OHRC announces locations for Right to Read public hearings — beginning January 14

TORONTO – The Ontario Human Rights Commission (OHRC) has announced locations and participation details for its Right to Read public hearings in Brampton, London, Thunder Bay and Ottawa, where students, parents and other stakeholders can share their stories and lived experiences related to reading disabilities.

The Right to Read public hearings will run from 6 to 9 p.m., with registration beginning at 5:30 p.m. at all locations.

January 14, 2020:            Brampton

Chris Gibson Recreation Centre
125 McLaughlin Rd N, Brampton, ON, L6X 1Y7

January 29, 2020:            London

Amethyst Demonstration School Auditorium
1515 Cheapside Street, London, ON, N5V 3N9

February 25, 2020:          Thunder Bay

Public Library – Waverley Community Hub Auditorium
285 Red River Road, Thunder Bay, ON, P7B 1A9

March 10, 2020:              Ottawa

Nepean Sportsplex
1701 Woodroffe Avenue, Nepean, ON, K2G 1W2

Members of the public can participate in three ways:

  • Filling out a survey at least two weeks before the hearing they want to participate in and being selected to make a presentation up to seven minutes long
  • Attending a public hearing and registering to speak for three minutes during the “open mic” session
  • Attending a public hearing to observe.

An inquiry panel, composed of Chief Commissioner Renu Mandhane and inquiry lawyers will hear the presentations on issues identified in the inquiry terms of reference.

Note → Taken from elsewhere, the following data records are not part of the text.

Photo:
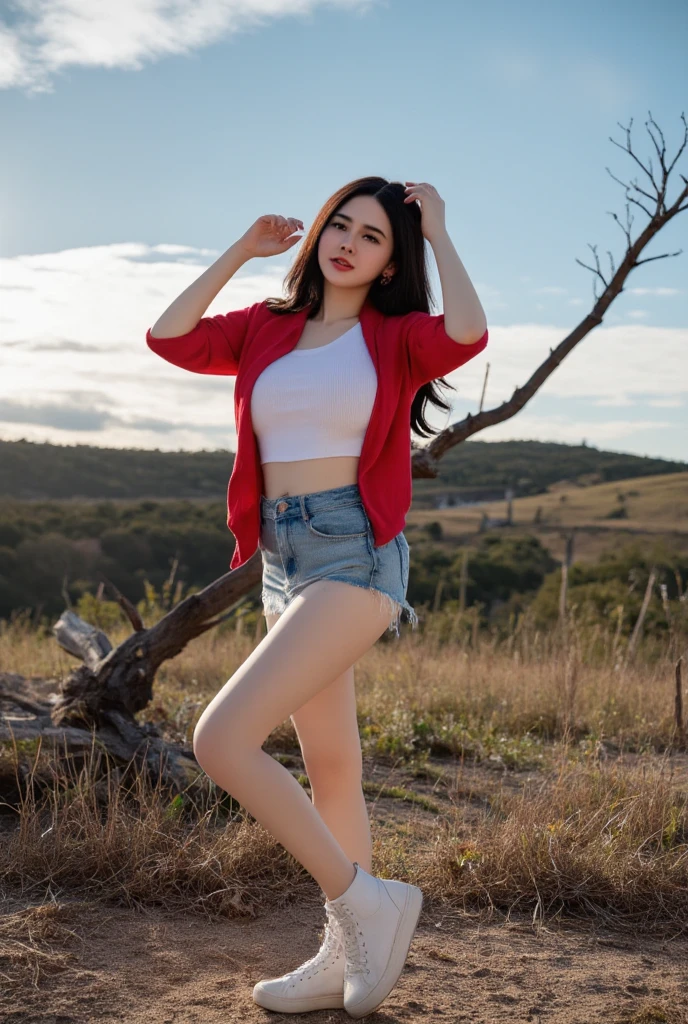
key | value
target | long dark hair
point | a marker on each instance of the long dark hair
(409, 290)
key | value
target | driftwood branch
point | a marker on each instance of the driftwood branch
(99, 699)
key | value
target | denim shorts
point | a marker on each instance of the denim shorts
(327, 536)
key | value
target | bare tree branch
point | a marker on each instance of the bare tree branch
(424, 461)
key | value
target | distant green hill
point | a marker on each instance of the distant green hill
(471, 471)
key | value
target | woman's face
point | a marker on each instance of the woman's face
(361, 235)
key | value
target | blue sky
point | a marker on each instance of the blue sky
(143, 138)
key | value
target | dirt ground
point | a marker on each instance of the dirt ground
(154, 967)
(72, 962)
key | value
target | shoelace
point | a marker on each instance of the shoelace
(356, 953)
(328, 950)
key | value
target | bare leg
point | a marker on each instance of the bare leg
(328, 730)
(319, 636)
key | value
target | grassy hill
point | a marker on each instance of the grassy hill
(476, 470)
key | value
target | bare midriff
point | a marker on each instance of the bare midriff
(283, 479)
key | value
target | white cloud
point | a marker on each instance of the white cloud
(658, 292)
(568, 430)
(76, 367)
(48, 36)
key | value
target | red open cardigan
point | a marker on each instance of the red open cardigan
(407, 351)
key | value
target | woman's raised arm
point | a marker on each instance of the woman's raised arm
(268, 236)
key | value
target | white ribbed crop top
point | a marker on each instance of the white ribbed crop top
(315, 402)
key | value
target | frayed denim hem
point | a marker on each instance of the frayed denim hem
(272, 605)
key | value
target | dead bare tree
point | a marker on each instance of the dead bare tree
(111, 685)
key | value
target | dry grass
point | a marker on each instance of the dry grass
(589, 833)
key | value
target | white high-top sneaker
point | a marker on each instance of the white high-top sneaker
(378, 918)
(317, 984)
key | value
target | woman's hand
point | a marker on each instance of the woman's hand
(432, 208)
(270, 235)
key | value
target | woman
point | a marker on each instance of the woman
(327, 379)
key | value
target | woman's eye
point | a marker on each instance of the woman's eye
(338, 223)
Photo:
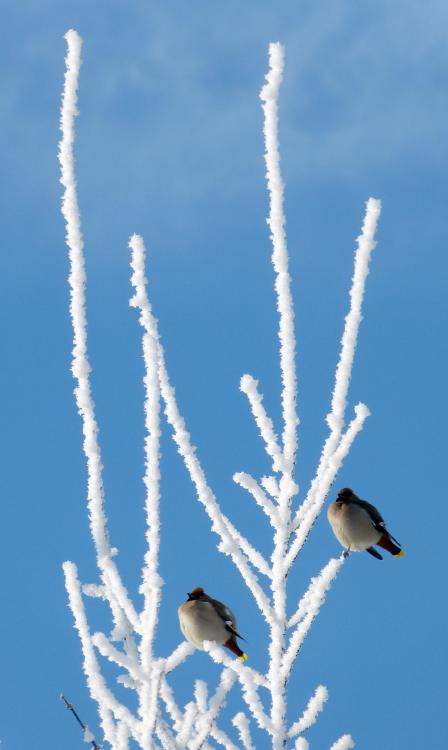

Full details on how to participate are available on the OHRC website.

“The OHRC is conducting a public inquiry to find out if students with reading disabilities have meaningful access to education as required by the Ontario Human Rights Code,” said Chief Commissioner Renu Mandhane. “I encourage these students and their parents and other stakeholders throughout Ontario to complete the survey, and participate in our public hearings.”

Since the OHRC launched the Right to Read inquiry in October, it has heard from more than 400 individuals. The OHRC launched a survey for students with reading disabilities and their parents and guardians, available on the OHRC website. The OHRC has also invited students to submit art, poetry, sound or video exploring experiences of reading disabilities, literacy and the right to read to the OHRC at communications@ohrc.on.ca.

The OHRC will release a formal report on findings and recommendations later in 2020.